Right, and it was Tim who ran through the math in the IRC discussion to
point out that this might not have been the best suggestion after all.
> > The custom modes are not interoperable with anything else, nor are they
> > a part of the codec standard, but they do exist in the code for people
> > with very specialised needs in 'closed' applications, where the need for
> > oddball frame sizes strongly outweighs any other considerations of
> > interoperability, or codec performance (the latter being both in the
> > sense of processing resources *and* more importantly audio quality).
>
> jack in particular was one of the use-cases for opus-devs to justify
> custom modes.
Greg was probably the one who most often raised oddball cases that might
use this, but even he was now scratching his head somewhat at what you
are actually trying to achieve with using it for netjack as you are.
Which is why I wanted to try to get to the bottom of your rationale here.
> > My understanding at present is that the primary (only?) reason that
> > netjack is using custom modes is so that it can use 64 sample frames
> > which shaves ~1ms of latency off the usual 2.5ms (120 sample) minimum
> > frame size for normal opus modes.
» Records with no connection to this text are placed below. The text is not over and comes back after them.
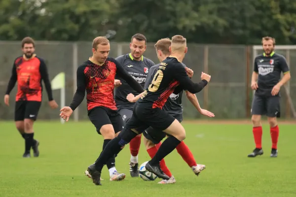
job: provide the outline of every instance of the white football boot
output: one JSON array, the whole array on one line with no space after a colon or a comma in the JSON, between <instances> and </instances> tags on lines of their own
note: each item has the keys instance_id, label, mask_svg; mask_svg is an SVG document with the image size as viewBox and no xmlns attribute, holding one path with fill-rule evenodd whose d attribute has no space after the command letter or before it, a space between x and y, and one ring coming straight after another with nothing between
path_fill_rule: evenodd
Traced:
<instances>
[{"instance_id":1,"label":"white football boot","mask_svg":"<svg viewBox=\"0 0 296 197\"><path fill-rule=\"evenodd\" d=\"M176 183L176 179L174 176L172 175L169 180L162 179L161 181L158 183L159 184L169 184Z\"/></svg>"}]
</instances>

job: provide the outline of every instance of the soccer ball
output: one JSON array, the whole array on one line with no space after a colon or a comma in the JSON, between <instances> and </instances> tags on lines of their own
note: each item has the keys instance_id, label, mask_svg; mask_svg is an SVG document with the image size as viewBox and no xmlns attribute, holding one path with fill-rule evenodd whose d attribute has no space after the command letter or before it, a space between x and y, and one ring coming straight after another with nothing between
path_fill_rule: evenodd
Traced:
<instances>
[{"instance_id":1,"label":"soccer ball","mask_svg":"<svg viewBox=\"0 0 296 197\"><path fill-rule=\"evenodd\" d=\"M144 181L154 181L156 179L156 178L157 178L157 176L154 174L146 170L145 165L146 165L146 164L148 163L148 162L144 162L140 166L140 168L139 169L140 172L139 176Z\"/></svg>"}]
</instances>

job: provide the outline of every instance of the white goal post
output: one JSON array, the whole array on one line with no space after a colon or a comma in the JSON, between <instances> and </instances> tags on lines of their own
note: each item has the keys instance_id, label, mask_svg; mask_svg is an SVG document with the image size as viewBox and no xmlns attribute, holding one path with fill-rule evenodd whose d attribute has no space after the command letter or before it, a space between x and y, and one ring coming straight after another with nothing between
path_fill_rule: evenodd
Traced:
<instances>
[{"instance_id":1,"label":"white goal post","mask_svg":"<svg viewBox=\"0 0 296 197\"><path fill-rule=\"evenodd\" d=\"M263 53L262 46L261 45L254 45L253 47L253 62L255 59L255 57L260 53ZM286 59L288 63L288 66L290 67L290 50L296 50L296 45L276 45L274 48L274 50L276 51L277 50L286 50ZM293 104L292 99L290 96L290 82L288 81L284 86L284 88L285 89L285 93L288 98L288 101L289 102L290 109L292 113L292 114L295 119L296 119L296 111L295 111L295 108ZM253 95L254 92L253 91Z\"/></svg>"}]
</instances>

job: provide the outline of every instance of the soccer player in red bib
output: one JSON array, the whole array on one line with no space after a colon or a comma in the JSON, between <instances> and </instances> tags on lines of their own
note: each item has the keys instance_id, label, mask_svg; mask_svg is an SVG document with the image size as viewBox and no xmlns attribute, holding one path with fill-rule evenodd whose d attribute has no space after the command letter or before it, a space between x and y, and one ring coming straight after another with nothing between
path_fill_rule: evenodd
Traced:
<instances>
[{"instance_id":1,"label":"soccer player in red bib","mask_svg":"<svg viewBox=\"0 0 296 197\"><path fill-rule=\"evenodd\" d=\"M39 141L34 139L33 125L37 119L42 101L42 81L45 85L49 106L56 108L58 104L52 98L47 68L44 61L34 53L34 40L30 37L22 41L24 54L13 62L12 72L4 98L5 104L9 105L9 94L17 81L17 93L15 98L14 120L16 128L25 139L24 158L31 157L30 150L34 156L39 156Z\"/></svg>"},{"instance_id":2,"label":"soccer player in red bib","mask_svg":"<svg viewBox=\"0 0 296 197\"><path fill-rule=\"evenodd\" d=\"M255 60L254 69L252 75L252 89L255 91L252 106L253 132L256 147L249 157L263 154L262 149L262 126L261 116L266 115L270 127L271 152L270 157L277 157L277 143L279 129L277 118L281 115L280 89L290 78L286 59L273 51L275 39L271 37L262 38L264 53ZM281 79L281 73L284 77Z\"/></svg>"}]
</instances>

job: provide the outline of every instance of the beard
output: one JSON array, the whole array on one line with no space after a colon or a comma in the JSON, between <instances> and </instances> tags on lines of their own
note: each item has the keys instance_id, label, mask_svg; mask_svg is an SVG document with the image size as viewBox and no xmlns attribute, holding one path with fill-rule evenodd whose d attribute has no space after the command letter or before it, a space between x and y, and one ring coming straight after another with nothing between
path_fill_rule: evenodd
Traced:
<instances>
[{"instance_id":1,"label":"beard","mask_svg":"<svg viewBox=\"0 0 296 197\"><path fill-rule=\"evenodd\" d=\"M265 54L269 56L271 54L271 53L272 53L273 51L273 49L270 49L270 50L264 51L264 53L265 53Z\"/></svg>"},{"instance_id":2,"label":"beard","mask_svg":"<svg viewBox=\"0 0 296 197\"><path fill-rule=\"evenodd\" d=\"M33 53L24 53L24 54L25 55L25 56L26 56L26 57L28 59L30 59L31 58L32 58L32 56L33 55Z\"/></svg>"}]
</instances>

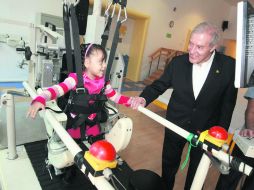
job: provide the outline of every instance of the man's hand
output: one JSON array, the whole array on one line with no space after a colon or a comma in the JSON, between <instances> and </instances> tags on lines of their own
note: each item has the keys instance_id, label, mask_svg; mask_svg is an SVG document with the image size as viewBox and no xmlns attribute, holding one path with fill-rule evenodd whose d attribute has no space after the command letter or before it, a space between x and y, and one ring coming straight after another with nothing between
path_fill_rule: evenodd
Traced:
<instances>
[{"instance_id":1,"label":"man's hand","mask_svg":"<svg viewBox=\"0 0 254 190\"><path fill-rule=\"evenodd\" d=\"M131 98L131 108L136 110L139 106L145 107L146 100L142 97L132 97Z\"/></svg>"}]
</instances>

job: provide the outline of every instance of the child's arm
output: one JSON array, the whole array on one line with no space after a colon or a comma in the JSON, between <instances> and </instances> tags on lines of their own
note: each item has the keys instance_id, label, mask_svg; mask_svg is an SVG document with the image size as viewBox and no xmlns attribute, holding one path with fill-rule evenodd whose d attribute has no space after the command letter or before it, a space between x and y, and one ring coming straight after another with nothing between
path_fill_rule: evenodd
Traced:
<instances>
[{"instance_id":1,"label":"child's arm","mask_svg":"<svg viewBox=\"0 0 254 190\"><path fill-rule=\"evenodd\" d=\"M54 100L60 96L63 96L68 91L76 86L76 80L73 77L68 77L57 85L54 85L46 90L43 90L38 96L33 99L31 106L27 112L27 116L35 118L39 109L45 109L46 102Z\"/></svg>"},{"instance_id":2,"label":"child's arm","mask_svg":"<svg viewBox=\"0 0 254 190\"><path fill-rule=\"evenodd\" d=\"M142 97L128 97L116 92L110 84L106 85L105 89L106 96L117 104L123 104L127 107L137 109L138 106L145 106L146 101Z\"/></svg>"}]
</instances>

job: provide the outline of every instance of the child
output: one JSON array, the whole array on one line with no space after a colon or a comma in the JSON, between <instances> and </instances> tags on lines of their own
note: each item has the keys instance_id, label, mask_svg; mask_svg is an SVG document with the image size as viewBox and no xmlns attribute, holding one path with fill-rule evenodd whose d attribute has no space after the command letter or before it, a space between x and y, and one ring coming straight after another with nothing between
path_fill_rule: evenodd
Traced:
<instances>
[{"instance_id":1,"label":"child","mask_svg":"<svg viewBox=\"0 0 254 190\"><path fill-rule=\"evenodd\" d=\"M114 101L118 104L123 104L127 107L132 106L131 103L133 100L144 102L144 99L141 97L127 97L120 95L117 93L111 85L106 83L104 79L104 72L106 71L106 51L105 49L98 44L89 44L82 50L82 59L84 62L84 72L83 72L83 81L84 87L88 90L89 95L91 94L100 94L102 89L104 94L107 96L108 99ZM69 76L58 85L54 85L46 90L44 90L41 94L39 94L33 101L28 110L27 116L31 118L35 118L38 110L45 109L46 101L56 99L60 96L63 96L67 92L71 90L75 90L77 86L77 74L70 73ZM89 101L89 104L93 104L93 101ZM70 117L68 120L75 119L77 114L70 113ZM67 131L74 139L80 139L81 134L85 131L87 136L97 136L100 134L100 126L98 122L93 122L93 120L98 116L98 113L91 113L87 116L85 122L86 126L78 126L72 127L68 126L67 122ZM82 131L84 130L84 131Z\"/></svg>"}]
</instances>

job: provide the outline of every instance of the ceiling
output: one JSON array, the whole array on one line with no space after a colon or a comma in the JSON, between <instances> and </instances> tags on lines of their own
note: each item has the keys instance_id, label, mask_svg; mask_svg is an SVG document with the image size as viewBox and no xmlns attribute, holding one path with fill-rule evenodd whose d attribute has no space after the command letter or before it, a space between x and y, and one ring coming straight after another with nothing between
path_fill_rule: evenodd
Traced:
<instances>
[{"instance_id":1,"label":"ceiling","mask_svg":"<svg viewBox=\"0 0 254 190\"><path fill-rule=\"evenodd\" d=\"M224 0L227 3L236 6L238 2L243 1L243 0ZM248 0L253 6L254 6L254 0Z\"/></svg>"}]
</instances>

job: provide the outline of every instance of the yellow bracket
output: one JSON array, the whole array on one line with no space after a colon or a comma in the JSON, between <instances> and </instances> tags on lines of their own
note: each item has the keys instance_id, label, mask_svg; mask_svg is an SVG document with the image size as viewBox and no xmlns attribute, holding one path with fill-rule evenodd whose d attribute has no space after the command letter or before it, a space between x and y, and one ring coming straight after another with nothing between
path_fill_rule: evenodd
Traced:
<instances>
[{"instance_id":1,"label":"yellow bracket","mask_svg":"<svg viewBox=\"0 0 254 190\"><path fill-rule=\"evenodd\" d=\"M223 144L227 143L227 140L220 140L217 138L212 137L211 135L209 135L208 130L203 131L200 136L199 136L199 141L201 142L210 142L211 144L221 148Z\"/></svg>"}]
</instances>

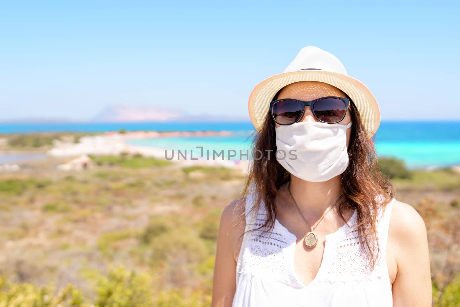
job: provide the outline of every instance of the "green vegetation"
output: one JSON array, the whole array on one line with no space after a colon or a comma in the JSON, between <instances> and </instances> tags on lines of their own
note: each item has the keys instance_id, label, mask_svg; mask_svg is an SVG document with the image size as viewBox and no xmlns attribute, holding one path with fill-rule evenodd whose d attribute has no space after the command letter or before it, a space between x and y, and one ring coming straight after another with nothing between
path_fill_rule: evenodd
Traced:
<instances>
[{"instance_id":1,"label":"green vegetation","mask_svg":"<svg viewBox=\"0 0 460 307\"><path fill-rule=\"evenodd\" d=\"M0 195L3 193L19 195L29 189L41 189L51 183L51 181L49 180L35 178L0 179Z\"/></svg>"},{"instance_id":2,"label":"green vegetation","mask_svg":"<svg viewBox=\"0 0 460 307\"><path fill-rule=\"evenodd\" d=\"M145 157L140 155L133 156L126 154L120 156L91 156L90 157L99 166L116 166L131 168L169 165L172 163L166 160Z\"/></svg>"},{"instance_id":3,"label":"green vegetation","mask_svg":"<svg viewBox=\"0 0 460 307\"><path fill-rule=\"evenodd\" d=\"M107 276L97 272L88 282L94 284L93 300L70 284L56 292L53 283L37 287L9 283L0 277L0 306L3 307L205 307L211 297L202 291L186 295L181 289L161 290L145 272L122 266L110 268Z\"/></svg>"},{"instance_id":4,"label":"green vegetation","mask_svg":"<svg viewBox=\"0 0 460 307\"><path fill-rule=\"evenodd\" d=\"M244 176L138 155L92 158L97 166L80 172L50 160L0 174L0 242L8 248L0 307L209 307L220 215ZM381 171L426 222L434 306L456 306L460 174L408 175L392 161L381 159Z\"/></svg>"},{"instance_id":5,"label":"green vegetation","mask_svg":"<svg viewBox=\"0 0 460 307\"><path fill-rule=\"evenodd\" d=\"M380 157L378 161L380 171L390 178L410 179L411 174L404 162L395 157Z\"/></svg>"},{"instance_id":6,"label":"green vegetation","mask_svg":"<svg viewBox=\"0 0 460 307\"><path fill-rule=\"evenodd\" d=\"M433 283L433 306L434 307L460 306L460 274L443 289Z\"/></svg>"}]
</instances>

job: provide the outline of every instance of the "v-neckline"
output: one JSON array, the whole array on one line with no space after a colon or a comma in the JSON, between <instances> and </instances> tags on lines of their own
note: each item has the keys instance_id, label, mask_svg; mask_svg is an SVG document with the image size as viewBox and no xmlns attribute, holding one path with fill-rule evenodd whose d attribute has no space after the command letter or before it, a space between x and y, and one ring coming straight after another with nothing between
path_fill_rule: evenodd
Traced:
<instances>
[{"instance_id":1,"label":"v-neckline","mask_svg":"<svg viewBox=\"0 0 460 307\"><path fill-rule=\"evenodd\" d=\"M290 271L291 274L294 278L294 281L299 287L304 288L304 289L306 289L310 288L310 286L314 284L314 283L317 281L318 279L319 278L319 276L320 276L320 273L321 273L322 270L324 269L323 267L324 266L324 256L326 255L327 248L328 248L328 243L330 242L328 240L328 239L330 239L330 240L337 238L338 236L340 234L343 233L346 230L351 228L351 226L353 226L353 223L354 223L356 220L357 214L357 210L355 209L353 215L352 215L351 217L348 219L348 220L346 223L344 224L334 232L326 235L325 236L325 239L324 242L324 249L322 252L321 263L320 264L319 268L318 269L318 272L316 272L315 277L307 285L304 284L304 283L300 280L294 268L294 258L295 254L295 247L297 243L297 237L295 235L290 232L288 228L285 227L282 224L280 223L280 221L278 220L277 218L276 217L275 218L275 224L277 224L280 227L281 227L281 228L283 229L286 233L292 237L291 239L289 240L289 244L287 248L289 252L287 253L288 255L289 256L288 259L289 261L287 264L288 266L288 269ZM351 225L349 225L351 223ZM302 240L303 240L303 238L302 238ZM303 243L302 244L303 244Z\"/></svg>"}]
</instances>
We didn't quite get to the bottom
> > of all of that before Robin had to leave, so at present my only
> > understanding of the reason for that is that "pro audio equipment"
> > can operate with lower latencies than normal sound cards which makes
> > this desirable.
>
> not quite.
>
> netjack is using opus custom modes so that jack can use the same
> period-size across the complete jack system.
What gets to pick the period here? Even custom modes still limit you to
some discrete number of choices, it isn't continuously variable, so there
will surely still be cases where some part of the system needs to adapt
to suit other parts if this is to be true, won't there?
> Adding buffering on either side (sender + receiver) to align jack + opus
> buffers will always result in additional latency.
>
> For large jack buffersizes or long-distance communication that
> additional latency may be negligible, but it still is more latency.
You realise that we are talking about a latency that is equivalent to
moving your head approximately 15 inches from your speakers, right?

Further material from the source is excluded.